By James Clark ’14
For a number of years, Princeton’s hook-up culture has garnered considerable discussion, and at this point, a significant number of people may be tuning it out entirely. They’ve heard all the arguments against hooking up, they might say, and they don’t appreciate being told how to live their lives. If you are inclined to think this way, I only ask that you would consider anew how high the stakes are. The fundamental ways in which you conceive of yourself and other people can be crucially altered—sometimes in less-than-obvious ways—by sexual decisions made in college, so at least recognize that the debate still matters. Sex changes the way we think about each other as human beings–and sometimes not for the better, as I hope to convince you.
One of my primary criticisms of the hook-up culture, that it objectifies both men and women, is not a new line of reasoning. The customary rebuttal to this charge is that both parties, in mutually agreeing to hook up, have made a decision by their own free choice, and they are acting on it. It is an expression of liberation. I would respond that it certainly is their choice to hook up, but that does not change the fact that by allowing sexual activity to be the product of a chance encounter (probably facilitated by alcohol), their treatment of sex still reduces both of them to mere vessels of bodily sensation, where human individuality is unimportant.
To elaborate on my claim, sexual activity is generally understood outside of the hook-up culture as something special to be reserved for a person one loves or cares about deeply. However, when people think it natural to share sex with many others, then it follows that the personal identity of those engaging in the act becomes much less important, if not completely irrelevant. Few seek to know the true measure of whoever their partner is: where they come from, what they hope for, their joys and sorrows, their inner thoughts and feelings; all of these things are meaningless when sexual pleasure is the sole objective and the only differentiation between individuals is how well a person performs in bed.

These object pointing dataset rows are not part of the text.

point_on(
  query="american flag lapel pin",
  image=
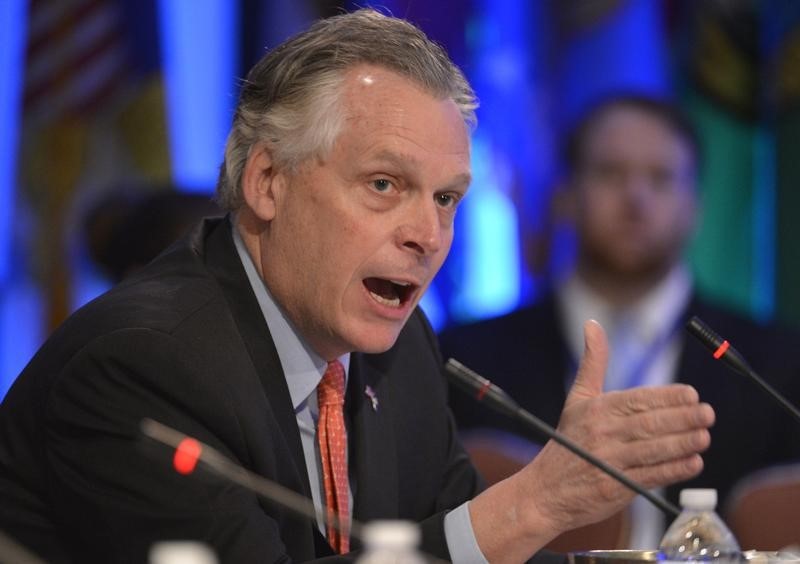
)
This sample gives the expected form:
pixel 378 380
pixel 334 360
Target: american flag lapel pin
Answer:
pixel 373 398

In response to my assertion that a flippant treatment of sex precludes the possibility of a meaningful relationship, it could be argued that some people are just looking for sex and nothing else, and they’re frank about it, so relational depth is immaterial. That would be the very definition of objectification, though. As for those who believe regular sexual encounters increase the possibility of finding a deep relationship, I applaud the goal, but I still believe this approach is a damaging way to go about it.
Recall that, ideally, sex is saved for someone in particular. Attempting to find this person by having sex with a variety of people is neither sensible nor beneficial. Rather, sex is cheapened and rendered less meaningful when you go through numerous partners, no matter how sincere your search for the right one is. Even if you do find that person, your relationship with him or her (not to mention your sex life) will never be what it could have been if you had refrained from sex until you met him or her.

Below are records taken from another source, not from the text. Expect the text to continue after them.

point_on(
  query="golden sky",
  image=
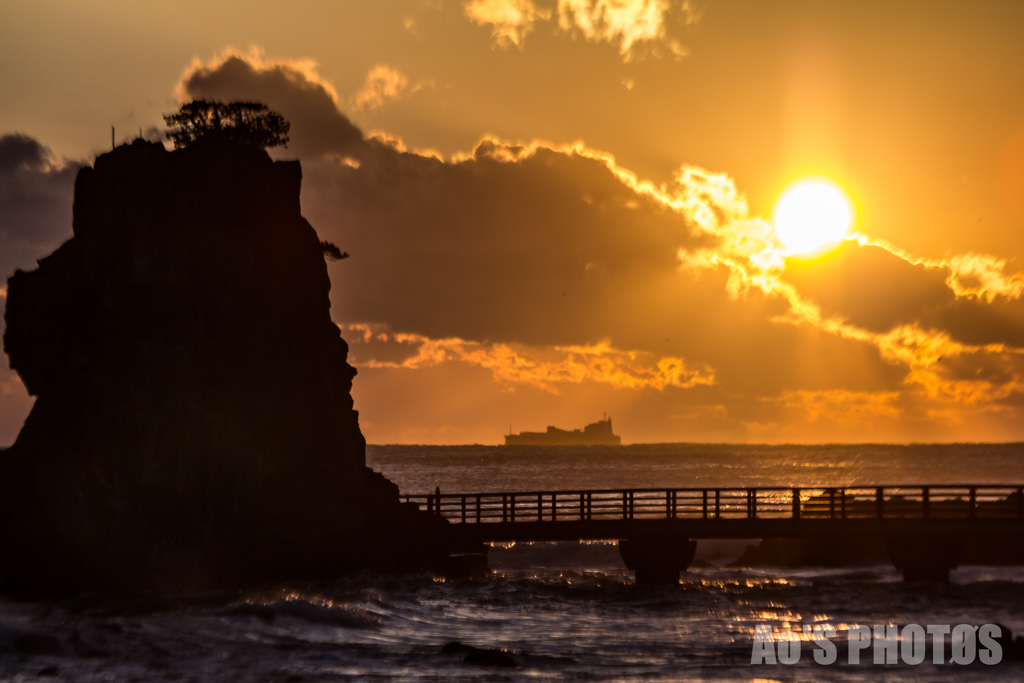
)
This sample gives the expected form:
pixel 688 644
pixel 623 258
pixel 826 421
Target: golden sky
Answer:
pixel 559 208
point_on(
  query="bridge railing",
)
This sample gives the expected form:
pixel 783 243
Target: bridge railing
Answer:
pixel 938 502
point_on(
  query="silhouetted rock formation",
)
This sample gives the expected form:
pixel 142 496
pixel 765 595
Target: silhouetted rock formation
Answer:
pixel 194 425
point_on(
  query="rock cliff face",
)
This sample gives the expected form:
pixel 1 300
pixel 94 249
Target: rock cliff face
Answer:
pixel 194 425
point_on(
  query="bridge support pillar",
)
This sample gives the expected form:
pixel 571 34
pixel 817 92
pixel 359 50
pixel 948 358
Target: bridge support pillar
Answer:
pixel 925 558
pixel 657 560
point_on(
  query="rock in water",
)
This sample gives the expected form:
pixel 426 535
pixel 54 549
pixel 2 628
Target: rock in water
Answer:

In order to see why this is the case, it must be understood that sex connects people not only physically, but emotionally as well, regardless of whether they do or do not ascribe much significance to it. In fact, Dr. Sue Johnson, the Director of the International Center for Excellence in Emotionally Focused Therapy and Distinguished Research Professor at Alliant University, writes that “a huge part of our brain is designed…for…emotional connection and bonding,” and “our sexual partner is usually at the top of the list” of people we’re bonded with. A study published in Nature Neuroscience also affirms the bonding nature of sex. According to a summary at True Love Revolution, “sexual activity in both men and women involves the release of powerful bonding hormones that are designed to help married couples stay together permanently and trust each other.” Having sex with each and every person you’re interested in, then, merely serves to injure you emotionally, because leaving someone will not free you from those bonds. Quite the contrary, you will probably feel “a palpable sense of loss, betrayed trust, and unwelcome memories.” If, on the other hand, you refrain from sex until you do meet that special person, you will be able to stop searching and cherish him or her just the same, sparing yourself the struggle to disregard bonds from previous sexual encounters.

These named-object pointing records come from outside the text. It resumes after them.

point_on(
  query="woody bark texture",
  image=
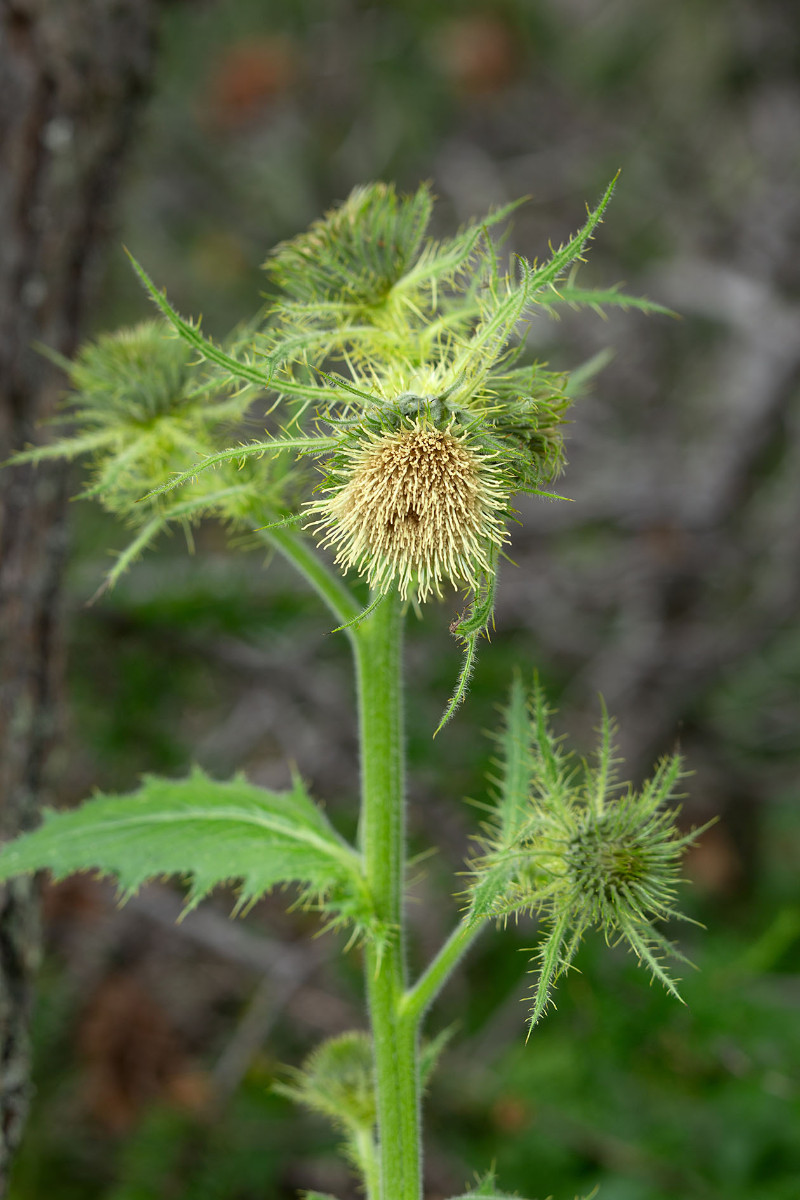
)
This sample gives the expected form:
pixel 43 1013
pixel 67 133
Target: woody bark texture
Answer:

Apart from how much it harms you to incorporate sex in all of your attempted relationships, the people you’re having sex with can also be hurt by this practice. As mentioned above, to treat a sexual partner as no different from anyone else after the fact runs counter to our own natural inclinations. Thus, employing sex as a means of facilitating the growth of relationships is emotionally risky and counterproductive for everyone involved.
The current president of the Anscombe Society, Audrey Pollnow ‘13 [full disclosure: Audrey has also written for the Tory], shared with me in a recent interview her own idea of sex:
Good sex means you give yourself to the other person in an important way. If something really horrible happened to them, you could commit yourself to stick through that.
This level of commitment is, at a bare minimum, less likely to materialize if your own attitude is to share sex with whomever might be the one you’re looking for. You may not have a problem with that, perhaps finding Audrey’s vision too limiting or restrictive, but has treating sex as “freely” as the hook-up culture does proven ultimately satisfactory or rewarding? Your answer and subsequent behavior will make all the difference.